The time in a woman's life when she’s got to drop her sexy heels
When I was in my early and late 20s, like other women my age, I was quite insecure. I had myriad issues from body to waist to hair. Things like "am I too fat", "am I too dark", and “am I too short" gave me sleepless nights. I used to do everything to camouflage anything I thought was a flaw.
I cared so much about what people thought about my body and image, I dressed for them. Whenever I wore a new hairdo, my worries would be, "I hope Mike will like this weave." And if I added a kilo and a girlfriend noticed, I would immediately hit the gym and start on the lemon diet. I was obsessed with my weight.

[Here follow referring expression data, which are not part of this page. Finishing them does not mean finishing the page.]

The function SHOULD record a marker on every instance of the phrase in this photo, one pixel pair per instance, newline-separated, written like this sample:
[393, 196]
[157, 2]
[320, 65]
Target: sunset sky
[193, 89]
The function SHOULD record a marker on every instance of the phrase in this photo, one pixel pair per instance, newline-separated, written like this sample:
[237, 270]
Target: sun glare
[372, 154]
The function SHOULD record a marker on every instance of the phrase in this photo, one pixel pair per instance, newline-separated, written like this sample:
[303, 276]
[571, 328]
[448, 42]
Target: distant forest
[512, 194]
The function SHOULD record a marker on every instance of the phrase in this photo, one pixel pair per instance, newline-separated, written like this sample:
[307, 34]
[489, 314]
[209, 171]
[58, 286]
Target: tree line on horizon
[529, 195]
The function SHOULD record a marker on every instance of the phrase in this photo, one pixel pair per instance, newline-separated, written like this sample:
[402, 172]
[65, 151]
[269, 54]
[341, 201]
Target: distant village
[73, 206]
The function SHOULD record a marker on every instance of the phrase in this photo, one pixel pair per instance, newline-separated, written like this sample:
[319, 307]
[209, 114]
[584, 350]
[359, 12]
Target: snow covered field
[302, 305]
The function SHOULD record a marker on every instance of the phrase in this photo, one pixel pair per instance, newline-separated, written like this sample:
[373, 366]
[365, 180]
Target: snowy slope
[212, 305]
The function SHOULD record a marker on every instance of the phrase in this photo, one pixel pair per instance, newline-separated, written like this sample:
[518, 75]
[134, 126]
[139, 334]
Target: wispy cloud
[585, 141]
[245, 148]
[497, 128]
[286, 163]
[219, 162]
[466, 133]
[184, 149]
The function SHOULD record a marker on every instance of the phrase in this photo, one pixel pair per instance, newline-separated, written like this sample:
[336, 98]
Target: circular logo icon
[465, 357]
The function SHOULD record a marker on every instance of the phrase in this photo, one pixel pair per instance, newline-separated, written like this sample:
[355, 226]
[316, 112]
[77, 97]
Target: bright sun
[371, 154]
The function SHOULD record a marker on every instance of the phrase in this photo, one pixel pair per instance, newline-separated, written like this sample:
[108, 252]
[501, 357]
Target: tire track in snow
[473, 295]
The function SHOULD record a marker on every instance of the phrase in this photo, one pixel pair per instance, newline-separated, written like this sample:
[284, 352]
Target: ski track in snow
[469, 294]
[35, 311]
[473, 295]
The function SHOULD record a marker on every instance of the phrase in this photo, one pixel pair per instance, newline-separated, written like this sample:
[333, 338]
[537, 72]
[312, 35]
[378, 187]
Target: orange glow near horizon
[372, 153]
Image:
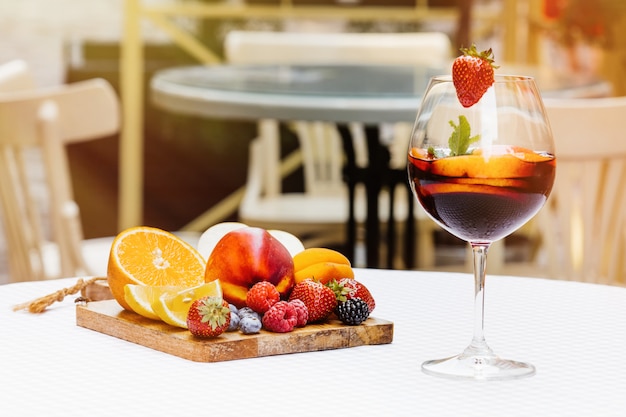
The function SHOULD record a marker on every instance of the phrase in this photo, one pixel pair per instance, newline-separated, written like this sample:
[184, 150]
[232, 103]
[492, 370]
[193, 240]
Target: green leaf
[461, 137]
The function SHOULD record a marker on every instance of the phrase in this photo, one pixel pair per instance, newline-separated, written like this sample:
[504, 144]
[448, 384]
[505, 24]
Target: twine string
[39, 305]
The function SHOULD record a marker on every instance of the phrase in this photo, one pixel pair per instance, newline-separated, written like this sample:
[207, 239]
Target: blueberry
[250, 325]
[247, 311]
[234, 322]
[233, 308]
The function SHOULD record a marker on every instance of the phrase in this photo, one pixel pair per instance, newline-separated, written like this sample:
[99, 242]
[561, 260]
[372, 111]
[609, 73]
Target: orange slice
[150, 256]
[173, 308]
[141, 297]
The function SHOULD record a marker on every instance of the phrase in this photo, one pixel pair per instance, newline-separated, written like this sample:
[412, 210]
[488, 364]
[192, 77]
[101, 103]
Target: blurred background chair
[319, 214]
[40, 218]
[581, 232]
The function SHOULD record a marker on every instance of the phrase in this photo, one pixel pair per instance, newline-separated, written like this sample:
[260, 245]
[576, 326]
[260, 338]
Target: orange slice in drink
[151, 256]
[516, 163]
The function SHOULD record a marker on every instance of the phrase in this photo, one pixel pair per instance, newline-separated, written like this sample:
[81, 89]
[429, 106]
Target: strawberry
[208, 317]
[472, 75]
[348, 288]
[319, 300]
[280, 318]
[262, 296]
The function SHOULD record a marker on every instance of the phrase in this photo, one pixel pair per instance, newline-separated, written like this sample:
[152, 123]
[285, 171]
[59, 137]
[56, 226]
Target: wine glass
[481, 172]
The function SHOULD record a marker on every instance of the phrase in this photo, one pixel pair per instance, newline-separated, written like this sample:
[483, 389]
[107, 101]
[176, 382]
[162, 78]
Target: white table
[574, 333]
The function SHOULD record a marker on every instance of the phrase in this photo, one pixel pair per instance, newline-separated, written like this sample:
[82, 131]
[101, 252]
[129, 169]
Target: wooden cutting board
[110, 318]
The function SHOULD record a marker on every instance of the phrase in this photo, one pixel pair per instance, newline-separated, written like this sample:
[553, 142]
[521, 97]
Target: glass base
[477, 367]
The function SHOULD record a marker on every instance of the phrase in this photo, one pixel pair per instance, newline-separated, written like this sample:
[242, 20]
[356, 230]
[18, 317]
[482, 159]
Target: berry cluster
[310, 301]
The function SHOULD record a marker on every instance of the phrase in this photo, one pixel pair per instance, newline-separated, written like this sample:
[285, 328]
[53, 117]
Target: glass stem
[479, 345]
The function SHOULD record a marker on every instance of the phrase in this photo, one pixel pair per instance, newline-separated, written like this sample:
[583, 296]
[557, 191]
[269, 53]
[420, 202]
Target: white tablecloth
[574, 333]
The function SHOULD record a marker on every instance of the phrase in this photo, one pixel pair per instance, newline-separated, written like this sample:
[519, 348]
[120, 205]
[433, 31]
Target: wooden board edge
[178, 342]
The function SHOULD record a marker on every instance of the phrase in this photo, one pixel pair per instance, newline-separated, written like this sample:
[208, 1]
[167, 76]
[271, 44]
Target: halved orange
[151, 256]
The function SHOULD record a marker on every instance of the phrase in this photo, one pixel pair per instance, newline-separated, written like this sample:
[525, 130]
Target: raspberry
[262, 296]
[301, 312]
[280, 318]
[249, 325]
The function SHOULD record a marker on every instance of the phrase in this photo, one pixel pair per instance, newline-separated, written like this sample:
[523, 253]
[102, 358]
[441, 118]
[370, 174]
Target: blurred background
[192, 163]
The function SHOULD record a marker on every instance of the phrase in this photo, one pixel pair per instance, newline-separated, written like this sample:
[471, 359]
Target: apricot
[324, 272]
[311, 256]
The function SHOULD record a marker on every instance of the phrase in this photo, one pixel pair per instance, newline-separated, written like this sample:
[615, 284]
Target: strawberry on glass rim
[473, 74]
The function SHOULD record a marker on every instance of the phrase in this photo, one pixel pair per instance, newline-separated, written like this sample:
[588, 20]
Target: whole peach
[246, 256]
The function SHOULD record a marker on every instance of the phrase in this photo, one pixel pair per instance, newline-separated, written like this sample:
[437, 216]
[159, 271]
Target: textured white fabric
[574, 333]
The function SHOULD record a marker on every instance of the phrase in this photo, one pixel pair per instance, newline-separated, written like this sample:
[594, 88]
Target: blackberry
[353, 311]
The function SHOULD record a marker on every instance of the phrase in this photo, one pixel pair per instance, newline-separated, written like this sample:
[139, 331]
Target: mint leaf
[461, 138]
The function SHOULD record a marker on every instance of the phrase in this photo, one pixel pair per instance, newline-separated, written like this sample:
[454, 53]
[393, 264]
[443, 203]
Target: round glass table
[333, 93]
[340, 94]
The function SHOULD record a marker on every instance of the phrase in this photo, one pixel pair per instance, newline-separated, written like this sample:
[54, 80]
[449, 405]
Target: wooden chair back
[48, 119]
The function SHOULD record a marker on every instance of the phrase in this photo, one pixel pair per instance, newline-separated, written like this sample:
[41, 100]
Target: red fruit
[347, 289]
[208, 317]
[280, 318]
[472, 75]
[301, 311]
[262, 296]
[319, 300]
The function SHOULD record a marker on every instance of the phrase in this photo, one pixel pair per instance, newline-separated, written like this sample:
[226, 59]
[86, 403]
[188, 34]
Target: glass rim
[498, 78]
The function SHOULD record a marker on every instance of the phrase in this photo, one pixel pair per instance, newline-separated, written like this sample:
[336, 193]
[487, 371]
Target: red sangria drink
[481, 163]
[508, 188]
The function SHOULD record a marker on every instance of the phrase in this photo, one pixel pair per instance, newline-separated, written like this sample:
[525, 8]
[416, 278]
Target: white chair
[582, 228]
[15, 76]
[47, 120]
[319, 214]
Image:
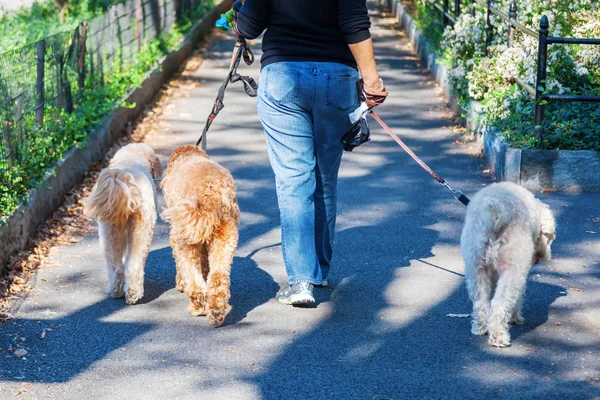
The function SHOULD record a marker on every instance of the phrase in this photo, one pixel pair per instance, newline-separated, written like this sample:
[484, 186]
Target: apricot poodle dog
[204, 217]
[123, 201]
[506, 231]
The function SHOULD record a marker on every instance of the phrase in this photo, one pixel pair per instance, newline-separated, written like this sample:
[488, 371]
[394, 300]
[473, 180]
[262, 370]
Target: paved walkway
[380, 332]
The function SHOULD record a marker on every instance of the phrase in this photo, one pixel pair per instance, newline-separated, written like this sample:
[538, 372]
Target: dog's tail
[191, 221]
[114, 197]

Back then I was a prisoner of other people and instead of living my life; I was living for them. That was then. There comes a time and a season in a woman's life, when she has hit 35 heading to 40, that she is liberated. This is a place where a woman has fought all those battles and she is at peace with herself and her flaws and insecurities.
I am at that stage in my life. My policy is "just do me and make me happy and comfortable." Not that I do not take good care of myself, it's just that I do not stress myself to impress others at my own expense.
Take for instance; you will not catch me wearing heels from Monday to Saturday just because I want to impress some imaginary guy. When I was in my mid-20s, I was obsessed with those killer heels much as they were stressful and uncomfortable. Back then, I thought I would lose my feminine power and charm if I dropped the sexy heels.
After dealing with my demons, nowadays I wear comfortable shoes because I am not on a mission to impress anybody. I eat what I want without feeling guilty about messing my weight. If you think I am short, fat and dark, take a loooo...ng walk sister, I care less.
Another breakthrough I have in this season is I have gotten rid of all my toxic friends. In my 20s I had like a battalion of girlfriends whom I could not say 'no' to however evil they were, but now my friends are countable. I kicked out all the toxic sisters who emit negative energy.
Another battle I have fought and won is my in-laws. There was a time my sisters-in-law would give me high blood pressure because of their negative vibe, but nowadays I know my place and I am not out to prove a point to them. If they feel like talking to me, well and good, if they 'catch feelings' I switch off. I am enjoying every minute in this new season of my life because everything around me is real and I am also real.